第1シーズンのオープニングテーマが「未来は僕らの手の中」であったことにまず引っ張られる。
ブルーハーツが歌っているものではなく誰かのカバーだったけれど。

「カイジ」を勧めてくれた人との会話の中に、「途へ傍へ」「クズ」「指示待ち人間」「愉悦」「ベットする」「強制労働施設」「矜持(プライドでなく)」という単語が、ごく普通にとてもよく出てくる。
今でこそ耳慣れてしまったのでいいけれど、私はこれらの単語を最初耳慣れないと思って聞いていた。
これらの言葉は私の辞書で開かれることはほとんどなく、少なくとも自ら自ずと発したことはないかとても少ないと思う。

特に「クズ」という言葉は多分今までに私から発したことはほぼないと思うけれど、その人から私に向けられることがあって、それをその人から言われる分には何か光栄にすら感じている節がある。
「クズ」とか「底辺」とかはネット界ではよく使われる言葉であるが、私は自分のことを「クズ」とか「底辺」であると考えたことが本当になくて、全くもって自分には該当しないものだと思ってきた。
しかしこれらには言葉そのもののニュアンスと異なるニュアンスを持つ余白があって、その人が使うと文脈によっては敬意や愛情を含み得ることがある。
しかしまた、ストレートな意味で「クズ」であるとも言っているだろうし、私自身も最近は少なからずその自覚があったりもする。

「カイジ」を観ているとこれらの単語が頻出していて、もはや「カイジ」を抜けてその人の言葉に昇華されてはいるけれど、元は「カイジ」のものだったのかととても合点がいった。
それだけその人は「カイジ」に影響を受けているのだろう。
それに、「カイジ」で使われている言葉は一般口語とは少しずれていて、それでいてとても的を射て洗練されているので耳に残りやすい。

その人が漫画や何かから拾っているのは、おそらく言葉そのものではなくて、日常レベルの人生哲学における概念を射抜く言葉、あるいは概念そのもの、である。
他にも「敬意」は「ジョジョ」から来ているのだろうし、「東洋哲学的・西洋哲学的な理解」は飲茶さんの本から来ているのだろう。
私はその人のことを、常々変わった語彙や難解な言い回しをチョイスする人だと思っていたけれど、そういう言葉づかいの2割くらいは納得がいった気がする。

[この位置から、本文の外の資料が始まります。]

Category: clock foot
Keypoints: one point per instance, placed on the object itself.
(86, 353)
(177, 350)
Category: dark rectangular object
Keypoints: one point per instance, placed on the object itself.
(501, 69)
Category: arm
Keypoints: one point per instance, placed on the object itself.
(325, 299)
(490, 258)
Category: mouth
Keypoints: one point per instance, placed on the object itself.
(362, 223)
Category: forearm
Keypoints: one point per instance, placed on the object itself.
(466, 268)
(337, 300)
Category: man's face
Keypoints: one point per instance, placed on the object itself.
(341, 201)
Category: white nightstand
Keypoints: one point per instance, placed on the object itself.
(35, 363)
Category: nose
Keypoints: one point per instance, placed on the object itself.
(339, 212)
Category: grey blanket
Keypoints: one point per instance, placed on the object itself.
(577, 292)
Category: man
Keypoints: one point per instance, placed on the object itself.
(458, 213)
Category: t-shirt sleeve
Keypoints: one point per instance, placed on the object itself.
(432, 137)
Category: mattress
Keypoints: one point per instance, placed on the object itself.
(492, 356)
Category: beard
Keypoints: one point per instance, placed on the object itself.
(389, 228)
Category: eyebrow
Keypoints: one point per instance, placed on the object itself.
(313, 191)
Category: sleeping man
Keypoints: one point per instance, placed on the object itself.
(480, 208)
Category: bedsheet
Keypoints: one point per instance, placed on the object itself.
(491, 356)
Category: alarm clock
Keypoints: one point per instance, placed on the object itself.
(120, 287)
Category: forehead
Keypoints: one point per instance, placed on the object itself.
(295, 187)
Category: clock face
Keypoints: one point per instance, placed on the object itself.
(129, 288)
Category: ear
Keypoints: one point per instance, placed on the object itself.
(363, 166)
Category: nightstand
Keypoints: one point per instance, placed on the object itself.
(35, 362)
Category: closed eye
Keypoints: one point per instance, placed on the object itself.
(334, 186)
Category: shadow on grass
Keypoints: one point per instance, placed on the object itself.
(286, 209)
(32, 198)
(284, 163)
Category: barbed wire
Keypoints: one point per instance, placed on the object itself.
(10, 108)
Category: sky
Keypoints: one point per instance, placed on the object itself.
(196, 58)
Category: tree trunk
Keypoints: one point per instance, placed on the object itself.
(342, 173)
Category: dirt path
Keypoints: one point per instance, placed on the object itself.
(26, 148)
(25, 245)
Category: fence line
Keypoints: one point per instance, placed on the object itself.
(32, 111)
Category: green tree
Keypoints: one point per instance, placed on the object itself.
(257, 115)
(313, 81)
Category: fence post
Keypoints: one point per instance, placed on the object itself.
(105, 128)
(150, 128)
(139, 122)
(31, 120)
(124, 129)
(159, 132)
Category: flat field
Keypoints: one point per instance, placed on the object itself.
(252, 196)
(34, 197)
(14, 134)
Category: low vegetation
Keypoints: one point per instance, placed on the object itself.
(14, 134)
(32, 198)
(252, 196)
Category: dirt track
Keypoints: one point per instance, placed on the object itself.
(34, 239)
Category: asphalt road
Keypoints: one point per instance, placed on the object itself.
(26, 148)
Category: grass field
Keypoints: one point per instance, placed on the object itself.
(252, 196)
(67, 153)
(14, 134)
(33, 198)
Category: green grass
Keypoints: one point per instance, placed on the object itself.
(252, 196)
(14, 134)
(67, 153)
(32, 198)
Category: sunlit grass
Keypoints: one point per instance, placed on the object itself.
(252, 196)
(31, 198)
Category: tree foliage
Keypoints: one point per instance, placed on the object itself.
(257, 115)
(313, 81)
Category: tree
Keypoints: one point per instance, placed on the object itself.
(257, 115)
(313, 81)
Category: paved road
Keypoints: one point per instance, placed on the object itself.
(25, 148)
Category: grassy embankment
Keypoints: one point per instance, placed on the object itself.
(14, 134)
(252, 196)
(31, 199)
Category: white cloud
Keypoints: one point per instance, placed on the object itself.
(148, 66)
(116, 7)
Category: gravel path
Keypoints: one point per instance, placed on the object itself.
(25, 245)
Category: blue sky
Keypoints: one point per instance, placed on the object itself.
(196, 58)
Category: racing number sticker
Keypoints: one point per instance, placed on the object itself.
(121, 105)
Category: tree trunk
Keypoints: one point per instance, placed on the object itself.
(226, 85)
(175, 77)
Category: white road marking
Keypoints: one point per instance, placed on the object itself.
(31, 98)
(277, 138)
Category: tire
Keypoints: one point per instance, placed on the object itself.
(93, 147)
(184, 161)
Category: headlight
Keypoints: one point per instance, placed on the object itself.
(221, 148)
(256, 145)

もちろん人は誰かや何かの影響を受け、その組み合わせで喋っていて、人それぞれよく使う言葉に多少の差はあると思う。
しかし、だいたい一般的に使われる単語と言うのはおよそ幅・範疇が限られていて、それからはみ出た言葉を一時的でなく多用されるのはその人を印象付けるのに十分である。

言葉の話になってしまったが、「カイジ」のストーリーもとても面白い。
象徴的な擬態語である「ざわ、ざわ」とかはアニメではああするしかないのだろうが、いただけないなと思いつつも。
ビルとビルに架けられた鉄骨を渡っているときの孤独の話には泣きそうになってしまった。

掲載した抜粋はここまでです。